BioTrain: Sub-MB, Sub-50mW On-Device Fine-Tuning for Edge-AI on Biosignals

Biosignals exhibit substantial cross-subject and cross-session variability, inducing severe domain shifts that degrade post-deployment performance for small, edge-oriented AI models. On-device adaptation is therefore essential to both preserve user privacy and ensure system reliability. However, existing sub-100 mW MCU-based wearable platforms can only support shallow or sparse adaptation schemes due to the prohibitive memory footprint and computational cost of full backpropagation (BP). In this paper, we propose BioTrain, a framework enabling full-network fine-tuning of state-of-the-art biosignal models under milliwatt-scale power and sub-megabyte memory constraints. We validate BioTrain using both offline and on-device benchmarks on EEG and EOG datasets, covering Day-1 new-subject calibration and longitudinal adaptation to signal drift. Experimental results show that full-network fine-tuning achieves accuracy improvements of up to 35% over non-adapted baselines and outperforms last-layer updates by approximately 7% during new-subject calibration. On the GAP9 MCU platform, BioTrain enables efficient on-device training throughput of 17 samples/s for EEG and 85 samples/s for EOG models within a power envelope below 50 mW. In addition, BioTrain's efficient memory allocator and network topology optimization enable the use of a large batch size, reducing peak memory usage. For fully on-chip BP on GAP9, BioTrain reduces the memory footprint by 8.1x, from 5.4 MB to 0.67 MB, compared to conventional full-network fine-tuning using batch normalization with batch size 8.

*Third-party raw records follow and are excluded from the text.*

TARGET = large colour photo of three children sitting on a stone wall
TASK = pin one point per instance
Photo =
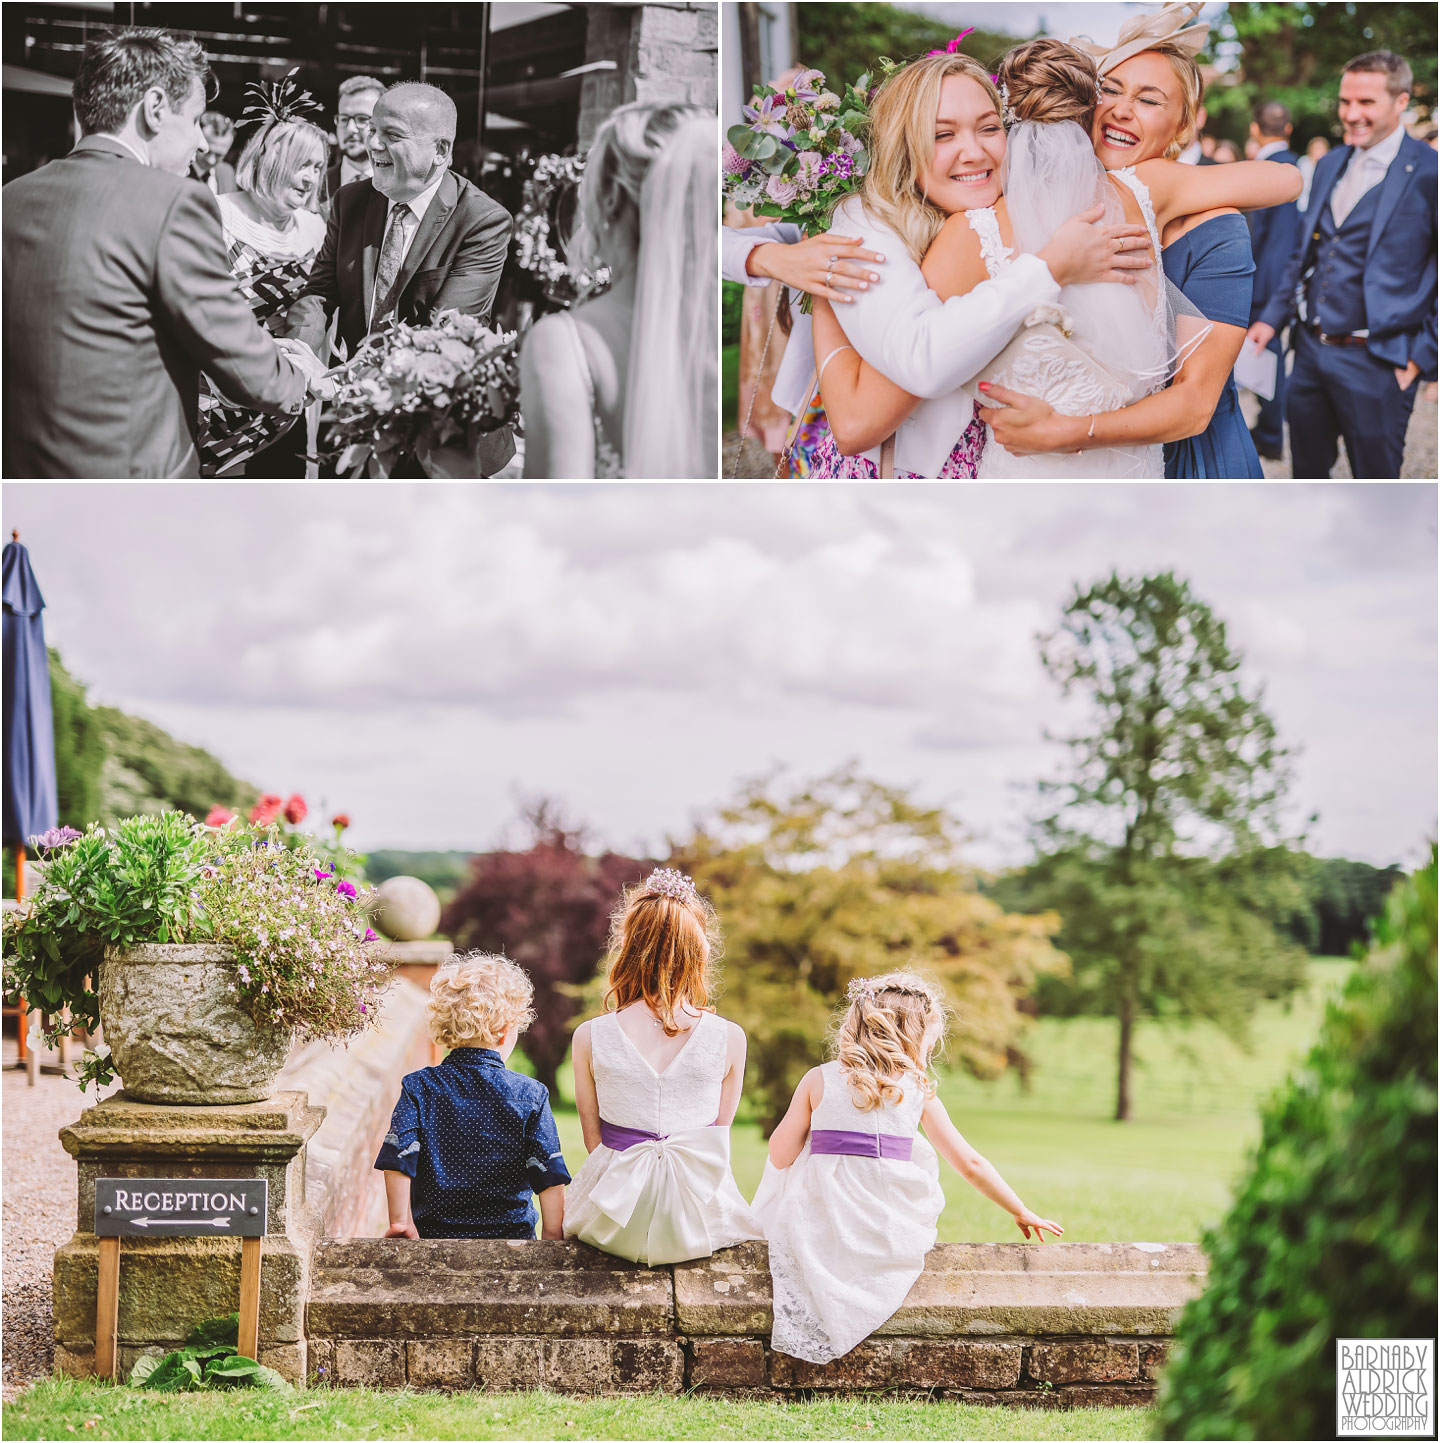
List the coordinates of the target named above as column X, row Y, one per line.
column 718, row 962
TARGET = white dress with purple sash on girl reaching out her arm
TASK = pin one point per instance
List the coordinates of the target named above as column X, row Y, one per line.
column 848, row 1234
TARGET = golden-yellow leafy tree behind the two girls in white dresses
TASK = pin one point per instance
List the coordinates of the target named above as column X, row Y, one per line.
column 843, row 880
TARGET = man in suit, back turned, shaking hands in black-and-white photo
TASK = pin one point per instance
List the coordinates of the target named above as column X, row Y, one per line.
column 118, row 292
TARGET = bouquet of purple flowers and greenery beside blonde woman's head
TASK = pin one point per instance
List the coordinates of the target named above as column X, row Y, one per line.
column 802, row 151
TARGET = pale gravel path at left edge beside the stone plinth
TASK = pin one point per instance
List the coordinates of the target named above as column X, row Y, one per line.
column 38, row 1214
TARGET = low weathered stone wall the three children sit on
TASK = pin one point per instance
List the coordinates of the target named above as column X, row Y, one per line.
column 1031, row 1325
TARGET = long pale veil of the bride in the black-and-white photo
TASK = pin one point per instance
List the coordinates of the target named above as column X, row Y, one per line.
column 672, row 411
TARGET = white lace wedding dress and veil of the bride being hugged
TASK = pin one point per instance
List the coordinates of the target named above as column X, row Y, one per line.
column 1105, row 346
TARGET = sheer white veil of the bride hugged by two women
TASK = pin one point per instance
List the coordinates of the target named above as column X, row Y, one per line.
column 1141, row 334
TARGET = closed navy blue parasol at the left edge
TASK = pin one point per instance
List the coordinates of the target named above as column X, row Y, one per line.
column 30, row 732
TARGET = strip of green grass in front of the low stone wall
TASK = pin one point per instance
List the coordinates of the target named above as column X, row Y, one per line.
column 95, row 1411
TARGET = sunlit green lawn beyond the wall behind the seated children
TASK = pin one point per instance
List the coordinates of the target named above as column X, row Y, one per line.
column 1161, row 1178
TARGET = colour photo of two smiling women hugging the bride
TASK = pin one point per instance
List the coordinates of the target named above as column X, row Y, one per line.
column 1182, row 242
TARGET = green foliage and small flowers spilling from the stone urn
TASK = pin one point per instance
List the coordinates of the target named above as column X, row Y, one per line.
column 299, row 931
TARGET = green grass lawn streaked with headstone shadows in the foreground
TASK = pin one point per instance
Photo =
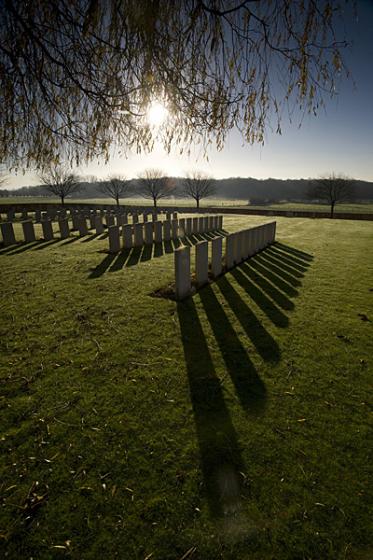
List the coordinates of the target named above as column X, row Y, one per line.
column 233, row 425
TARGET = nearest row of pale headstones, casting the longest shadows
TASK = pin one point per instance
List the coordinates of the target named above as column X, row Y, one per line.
column 239, row 246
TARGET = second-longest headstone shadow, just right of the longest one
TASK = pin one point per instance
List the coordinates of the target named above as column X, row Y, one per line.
column 250, row 389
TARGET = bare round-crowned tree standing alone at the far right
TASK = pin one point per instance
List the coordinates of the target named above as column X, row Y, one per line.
column 332, row 189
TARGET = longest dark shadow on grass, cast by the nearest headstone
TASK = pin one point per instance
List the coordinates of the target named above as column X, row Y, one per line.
column 220, row 454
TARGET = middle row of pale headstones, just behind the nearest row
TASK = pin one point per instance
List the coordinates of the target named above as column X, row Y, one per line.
column 139, row 234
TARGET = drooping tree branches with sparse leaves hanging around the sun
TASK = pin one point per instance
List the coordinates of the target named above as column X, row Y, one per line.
column 79, row 75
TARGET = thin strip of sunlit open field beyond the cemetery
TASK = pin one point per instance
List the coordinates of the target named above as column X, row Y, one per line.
column 205, row 203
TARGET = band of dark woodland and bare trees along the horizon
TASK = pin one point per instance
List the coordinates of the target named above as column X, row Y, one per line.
column 154, row 184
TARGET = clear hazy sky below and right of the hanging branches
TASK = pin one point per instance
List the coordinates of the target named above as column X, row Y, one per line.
column 339, row 139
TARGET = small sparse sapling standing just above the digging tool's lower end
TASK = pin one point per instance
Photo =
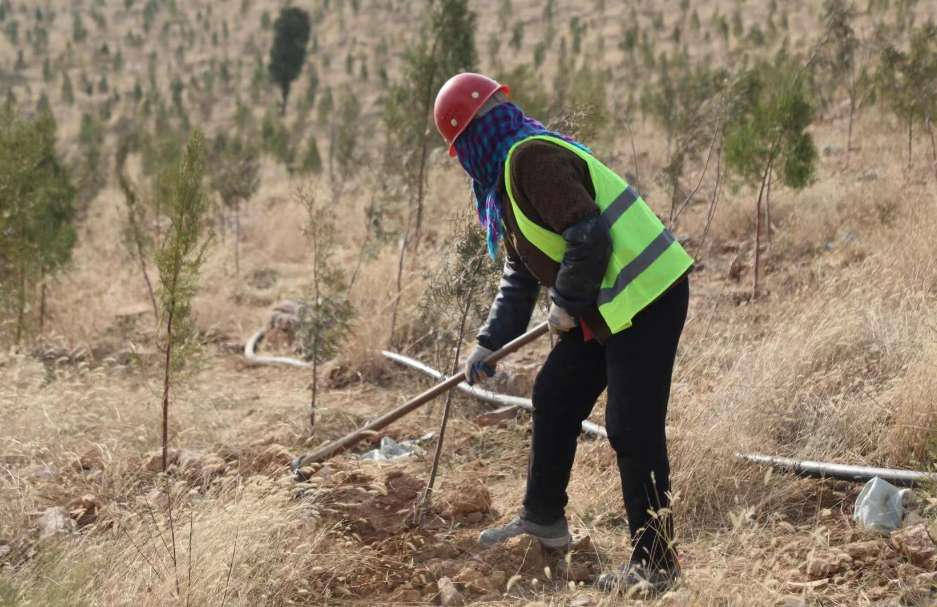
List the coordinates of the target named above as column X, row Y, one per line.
column 327, row 314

翻译：生物信号在跨受试者和跨会话间存在显著变异性，导致严重域偏移，从而降低小型边缘AI模型部署后的性能。因此，设备端自适应对于保护用户隐私和确保系统可靠性都至关重要。然而，现有的基于亚100 mW微控制器单元（MCU）的可穿戴平台，由于全反向传播（BP）的内存占用和计算成本过高，只能支持浅层或稀疏的自适应方案。本文提出BioTrain框架，该框架能够在毫瓦级功耗和亚兆字节内存约束下，实现最先进生物信号模型的全网络微调。我们使用脑电图（EEG）和眼电图（EOG）数据集，通过离线与设备端基准测试验证BioTrain，涵盖首日新受试者标定和针对信号漂移的纵向自适应。实验结果表明，全网络微调相比未自适应基线可提升高达35%的准确率，在新受试者标定中比仅更新最后一层的方法高出约7%。在GAP9 MCU平台上，BioTrain在低于50 mW的功耗范围内，实现了EEG模型17样本/秒和EOG模型85样本/秒的高效设备端训练吞吐量。此外，BioTrain的高效内存分配器和网络拓扑优化支持使用大批量训练，降低了峰值内存使用。对于GAP9上的全芯片内BP，与使用批量归一化且批量大小为8的传统全网络微调相比，BioTrain将内存占用从5.4 MB降至0.67 MB，减少了8.1倍。